Ok so I took a little time getting it sanded up today and hit a thin layer of wax to give a little protection. Futher finishes will be applied during the week.


----------



## Dave1 (Sep 11, 2012)

Great work and congrats on the 1000 post count. I'm in.


----------



## BCLuxor (Aug 24, 2010)

Well its finished and ready waiting to receive the address of the winner! Perhaps one more buff on the evening of the draw! Seems the entrants have slowed down now ( FREE SLINGSHOT HELlO  ) but I guess more chance for those who are entered to win ...


----------



## beaverman (Dec 20, 2012)

looking good. so the contest is over or u still allowing people to enter?


----------



## BCLuxor (Aug 24, 2010)

Come on in Beaverman! Just trying to drum up some more interest, the draw will be next Tuesday so I can all being well mail the ZF on Wednesday morning!


----------



## stej (Jan 16, 2013)

Very cool slingshot. That would be my first ringshooter


----------



## beaverman (Dec 20, 2012)

BCluxor said:


> Come on in Beaverman! Just trying to drum up some more interest, the draw will be next Tuesday so I can all being well mail the ZF on Wednesday morning!


no, im already in lol.ur last post was just unclear.


----------



## BCLuxor (Aug 24, 2010)

Well guys this is drawing to an end! Any posts made after 12:00am GMT will not qualify  I will be drawing the winner via random number generator about 3:00pm tomorrow best of luck!


----------



## BCLuxor (Aug 24, 2010)

Well here is the draw guys! Pictures only I am afraid I used my tablet to determine the winner. Congratulations FWV2 p.m incoming! and thanks for every ones continued support  check out my other give away!










[/url]


----------



## SHTF Slingshots (Feb 4, 2013)

FWV2 won another giveaway recently, I think.
Lucky git.


----------



## flipgun (Nov 14, 2012)

Congrats FWV2! Thanx BCLuxor for the chance!


----------



## FWV2 (Mar 10, 2013)

Wow!! I turn on laptop at work this morning and get a very nice surprise!! the SSF is my home screen as of late! and I see I have a PM from BCluxor letting me know I have won his Definitive Moment giveaway Hot Dam*!! My day is looking up! Mr BCluxor I am very honored to have won and celebrate with you your Defining moment!! Hope it continues!

Just to have a BCluxor ring shooter slingshot in my collection is an honor in its self! It is going to a good home!! and will be used as it should be!!

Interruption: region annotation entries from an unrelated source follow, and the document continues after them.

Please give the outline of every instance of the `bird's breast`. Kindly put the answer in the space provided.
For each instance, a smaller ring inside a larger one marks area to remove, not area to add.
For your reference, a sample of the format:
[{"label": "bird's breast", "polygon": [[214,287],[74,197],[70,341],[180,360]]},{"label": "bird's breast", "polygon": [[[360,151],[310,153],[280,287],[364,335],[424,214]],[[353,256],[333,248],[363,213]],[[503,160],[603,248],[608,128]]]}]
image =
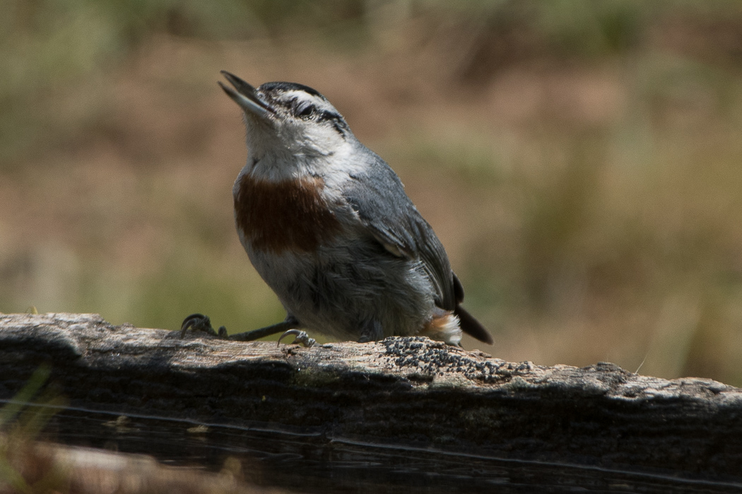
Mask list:
[{"label": "bird's breast", "polygon": [[324,187],[319,177],[271,181],[242,176],[235,188],[234,218],[244,241],[274,253],[316,250],[341,227],[323,197]]}]

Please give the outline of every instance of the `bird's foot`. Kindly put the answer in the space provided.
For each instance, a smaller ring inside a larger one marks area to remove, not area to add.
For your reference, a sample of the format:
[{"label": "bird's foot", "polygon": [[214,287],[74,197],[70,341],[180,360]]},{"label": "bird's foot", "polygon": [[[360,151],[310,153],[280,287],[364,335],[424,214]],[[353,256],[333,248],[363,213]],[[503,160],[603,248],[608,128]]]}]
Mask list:
[{"label": "bird's foot", "polygon": [[286,338],[286,336],[295,336],[294,341],[289,344],[301,344],[309,348],[309,347],[314,346],[317,341],[313,338],[309,338],[309,336],[306,333],[306,331],[302,331],[301,330],[289,330],[278,338],[278,341],[276,344],[280,344],[280,341]]},{"label": "bird's foot", "polygon": [[183,324],[180,325],[180,338],[184,338],[186,332],[188,330],[205,333],[218,338],[227,338],[227,328],[220,326],[218,331],[214,330],[211,327],[211,320],[203,314],[191,314],[183,319]]}]

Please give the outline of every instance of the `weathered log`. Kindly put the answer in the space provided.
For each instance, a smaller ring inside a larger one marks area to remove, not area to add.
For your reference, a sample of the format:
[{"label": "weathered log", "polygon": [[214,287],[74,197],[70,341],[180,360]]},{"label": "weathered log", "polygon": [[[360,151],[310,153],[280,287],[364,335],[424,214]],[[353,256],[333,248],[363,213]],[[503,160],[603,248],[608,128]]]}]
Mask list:
[{"label": "weathered log", "polygon": [[742,481],[742,390],[709,379],[510,363],[425,338],[303,348],[0,315],[0,398],[43,362],[87,410]]}]

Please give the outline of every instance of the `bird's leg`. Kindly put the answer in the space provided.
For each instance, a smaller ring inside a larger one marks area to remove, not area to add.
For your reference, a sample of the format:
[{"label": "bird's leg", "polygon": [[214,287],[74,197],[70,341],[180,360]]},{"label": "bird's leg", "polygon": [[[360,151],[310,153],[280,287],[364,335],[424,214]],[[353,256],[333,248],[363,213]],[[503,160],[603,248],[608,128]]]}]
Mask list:
[{"label": "bird's leg", "polygon": [[257,330],[252,330],[252,331],[246,331],[244,333],[238,333],[234,335],[231,335],[229,336],[229,339],[234,340],[236,341],[252,341],[253,340],[257,340],[258,338],[269,336],[270,335],[275,335],[277,333],[285,333],[289,330],[294,330],[301,327],[301,324],[296,320],[296,318],[289,315],[286,316],[286,318],[279,323],[271,324],[270,326],[266,326],[265,327],[260,327]]},{"label": "bird's leg", "polygon": [[371,319],[361,327],[361,338],[358,343],[377,341],[384,338],[384,328],[381,323],[375,319]]},{"label": "bird's leg", "polygon": [[[200,331],[209,335],[218,336],[225,339],[230,339],[234,341],[252,341],[263,336],[269,336],[277,333],[286,332],[300,327],[301,324],[293,316],[287,316],[286,319],[275,324],[266,326],[252,331],[245,331],[234,335],[227,335],[227,329],[223,326],[220,327],[219,331],[215,331],[211,327],[211,321],[208,316],[203,314],[191,314],[183,321],[180,326],[180,337],[186,336],[186,332],[189,329],[192,331]],[[311,339],[311,338],[310,338]]]}]

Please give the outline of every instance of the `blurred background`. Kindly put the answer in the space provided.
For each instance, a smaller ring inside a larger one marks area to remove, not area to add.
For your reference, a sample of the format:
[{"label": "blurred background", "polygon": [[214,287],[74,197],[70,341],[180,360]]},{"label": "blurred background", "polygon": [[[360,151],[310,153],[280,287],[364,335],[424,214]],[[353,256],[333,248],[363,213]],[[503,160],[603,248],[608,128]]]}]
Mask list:
[{"label": "blurred background", "polygon": [[219,70],[395,169],[495,356],[742,385],[742,3],[0,0],[0,311],[281,320]]}]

Thanks again BC for the chance to win and for all you have contributed to the SSF! and for your Generosity!!

Forrest / Fwv2

PS. This was the third giveaway I have Entered First one to win!
Only here on SSF can a guy from Nebraska win a very nice slingshoot from a guy in England!! got to love it!!


----------



## BCLuxor (Aug 24, 2010)

On its way mailed y friend I hope you enjoy ... Like I said for the rest of you rabble There is still a chance to win one of my mega give aways in the competitions section!! And grats again Forrest !


----------



## AlmightyOx (Mar 4, 2013)

Congratz FWV. That sure is a great ring shooter.

Only 6 more posts BC! Get on that shiz! LoL


----------



## kanexor (Dec 7, 2012)

Congratulations FWV! I hope you will enjoy the shooting with it.


----------



## FWV2 (Mar 10, 2013)

Hey all you slingshot nuts!! I'm catching up on my SSF stuff and need to post a quick review of the ZF RPFS! by BCLuxor that I won by his Definitive Moment give away! " lucky lucky me" :banana: Like I said before, only here on the SSF and this Venue of collective passion for slingshots and overwhelming generosity can a guy from Nebraska USA win a slingshot made by hand from a guy in the UK!!

Ok this is supposed to be a review right! ok well first thing is I figured it would take 5 to 7 days to arrive he re in Nebraska well to my surprise and delight it arrived here in just 4 days! I found a small uniquely packaged prize in my mail! a small envelop made of that universal do all! duct tape (very good idea btw.) Inside I found my prize




  








BCLuxor ZF PFS Hawthorn fork with a Pink Ivory palm swell.




__
FWV2


__
Jun 21, 2013







ZF #2

With a set of looped tubes and leather pouch! At first I wasn't sure about ring shooters but I sure like the ease of installing the tubes on the forks!! So with tubes on I headed to the garage to shoot a few rounds at the catch box! well after a hundred shots I grabbed my ammo pouch and a few tin cans and hopped in the truck and head out of town where I can do a little Arial can shooting!

I get to my favorite shooting spot and get set up! throw up first can and with first shot I nailed the can! well I ran out of ammo before I ran out of can!

I love PFS'S and my ZF has moved up to my daily shooter and perfect addition to my collection!

Thanks Ben for this beauty of a slingshot!

Forrest / Fwv2

Hawthorn fork with a Pink Ivory palm swell

I believe the tubes to be 1842's with self made pouch!

Shoots great!!





  








20130619 101540




__
FWV2


__
Jun 21, 2013











  








20130619 101604




__
FWV2


__
Jun 21, 2013


----------



## BCLuxor (Aug 24, 2010)

Glad it made the journey safely and most pleased you like the design Forrest! May many cans be shredded under your aim :rofl: All the best !!!! Ben


----------